Dikkat edin, hani “teröristle görüşülmez”di ya, işte şimdi aynı teröristle “anlaşmaya varılıyor” artık!
Daha da ötesi var. Meğer bu zamana kadar PKK ile girilen ilişki, sadece “diyalog”muş. Artık “terör örgütü” ile “diyalog sürecinin sona erip müzakere sürecinin başlatılması” bekleniyormuş. Bu süreçte bir yandan Öcalan ile “geniş heyetler arası görüşmeler” yapılacakmış, bir yandan da, artık hazır hale ge(tiri)len kamuoyunda, “çözüm süreci daha somut verilerle tartışılmaya başlanacak”mış.
PKK’nın her istediğinin verildiği bir sürecin “daha somut”u nedir, asıl merak ve endişe konusu bu. Bundan daha somutu “federasyon” ve “federe birimlerin yetkileri ve karşılıklı ilişkileri” olmasın?!... Devlet, terör örgütüyle “heyetler arası müzakere”ye geçmişse, artık muhatap “meşru bir güç” olarak algılanıyor anlamı çıkmaz mı bundan? Hani çözüm süreci sonunda “terör duracak” ve “silah bıraktırılarak PKK tasfiye edilecek”ti?... Peki, şimdi “terör örgütüne meşruiyet kazandırılması” da ne demek oluyor?
Acaba “diyalog süreci”nden “geniş heyetler arası müzakere süreci”ne geçişin ana konusu, federasyon mu?
Şaka zannetmeyin, durum ciddi. İş öyle noktaya geldi ki, “ayrılıkçı terör örgütü” kurup yönettiği gerekçesiyle “ağırlaştırılmış müebbet”ten yatan bir mahkûma bir de “sekreter” tayin edilecekmiş! Yanlış duymadınız, Teröristbaşı Öcalan’ın, “sürecin ilerleyişi” toplumdan saklandığı için daha önce haberdar olmadığımız “İmralı’da bir sekreterya oluşturulması” talebi, kabul görürmüş! Beyimiz bir de “yatılı ziyaret” talep etmiş ama, herhalde “üst üste bu kadar travma millete ağır gelir diye” düşünülmüş olacak ki, şimdilik kabul edilmemiş. Merak etmesin, yakında o da kabul edilir. Bir de anlı-şanlı düğün yaparız, olur biter.

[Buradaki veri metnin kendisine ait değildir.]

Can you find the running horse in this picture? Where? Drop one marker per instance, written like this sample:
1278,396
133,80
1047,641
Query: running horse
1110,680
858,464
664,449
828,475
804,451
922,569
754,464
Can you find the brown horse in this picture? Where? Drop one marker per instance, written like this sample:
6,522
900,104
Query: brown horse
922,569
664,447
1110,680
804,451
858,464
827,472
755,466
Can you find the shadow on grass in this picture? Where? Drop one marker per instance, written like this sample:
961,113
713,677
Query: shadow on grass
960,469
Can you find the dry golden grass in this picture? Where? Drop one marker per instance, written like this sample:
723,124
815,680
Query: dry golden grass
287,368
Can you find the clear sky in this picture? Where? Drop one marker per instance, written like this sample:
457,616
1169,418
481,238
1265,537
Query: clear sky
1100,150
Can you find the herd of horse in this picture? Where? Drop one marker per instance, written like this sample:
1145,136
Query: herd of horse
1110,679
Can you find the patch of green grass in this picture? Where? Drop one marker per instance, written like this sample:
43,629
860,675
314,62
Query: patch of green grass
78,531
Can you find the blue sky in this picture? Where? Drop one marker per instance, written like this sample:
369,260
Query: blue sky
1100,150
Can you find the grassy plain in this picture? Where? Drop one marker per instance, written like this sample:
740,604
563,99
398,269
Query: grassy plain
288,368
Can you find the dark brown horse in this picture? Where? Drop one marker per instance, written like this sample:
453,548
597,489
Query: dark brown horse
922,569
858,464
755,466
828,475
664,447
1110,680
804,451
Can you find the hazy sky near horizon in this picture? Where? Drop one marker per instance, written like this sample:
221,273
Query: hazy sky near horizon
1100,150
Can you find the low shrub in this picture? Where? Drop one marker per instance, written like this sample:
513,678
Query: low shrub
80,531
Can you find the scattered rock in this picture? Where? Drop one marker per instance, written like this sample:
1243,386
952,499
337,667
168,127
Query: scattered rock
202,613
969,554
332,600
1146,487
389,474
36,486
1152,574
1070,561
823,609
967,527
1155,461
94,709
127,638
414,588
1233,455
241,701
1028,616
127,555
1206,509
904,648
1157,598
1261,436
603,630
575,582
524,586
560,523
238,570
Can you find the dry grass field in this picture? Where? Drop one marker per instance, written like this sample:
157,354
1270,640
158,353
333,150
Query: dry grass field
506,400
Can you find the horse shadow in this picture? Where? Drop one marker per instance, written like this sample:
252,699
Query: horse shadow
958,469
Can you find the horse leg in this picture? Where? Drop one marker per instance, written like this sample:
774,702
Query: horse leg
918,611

Her neyse, biz şu “sekreter meselesi”ne dönelim.
“Müzakere aşaması”na geçilirken, “Teröristbaşı’nın şartlarının düzeltilmesi”ne karar verilmiş. “Kendisine yardımcı olması amacıyla İmralı’da bir sekreterya oluşturulması” da kabul gören talepler arasında. Öyle ya, herif “Federe Kürt Devleti”ni kuruyor; kendisine “yardımcı” olacak, “yazışmalar”ını yapıp “evraklar”ını dosyalayacak, “anılar”ını tutacak, “Federe Kürt Devleti’nin kuruluş aşamaları”nı kaydedecek bir sekreterinin olmasından daha doğal ne olabilir ki?!...

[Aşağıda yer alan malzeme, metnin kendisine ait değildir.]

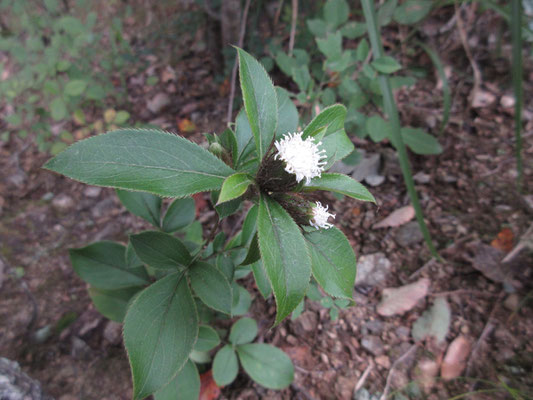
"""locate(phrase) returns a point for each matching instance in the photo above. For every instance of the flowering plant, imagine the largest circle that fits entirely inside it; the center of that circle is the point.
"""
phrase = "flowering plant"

Dikkat edin; Teröristbaşı’nı önce izole ettiler. Sonra ondan sözlü haberler getirmeye başladılar. Ardından ziyaret edilmesine, ziyaretçilerle mesaj göndermesine izin verdiler. Sonra mektuplarını yayımladılar. Bir süre sonra fotoğrafları yayımlanmaya başladı. Yakında video-konuşmaları da yayımlanacakmış. Hadi sıkın dişinizi, TV’de canlı yayına az kaldı. Peki, herif bir de “Balkon konuşması” yapmak isterse ne yapacaksınız? İmralı’ya balkonlu bir malikane mi yapacaksınız, yoksa alıp HDP binasının balkonunda mı konuşturacaksınız?
Merak ettiğim şu: Apo ile aynı cezayı alan diğer mahkûmlara da talep etmesi halinde sekreter tayin edilir mi? Müebbetten yatan diğer mahkûmlar da ailelerine ve sevdiklerine videolarını gönderebilirler mi? Veya daha hafif ceza alanlar benzer bir haktan/ayrıcalıktan yararlanabilir mi?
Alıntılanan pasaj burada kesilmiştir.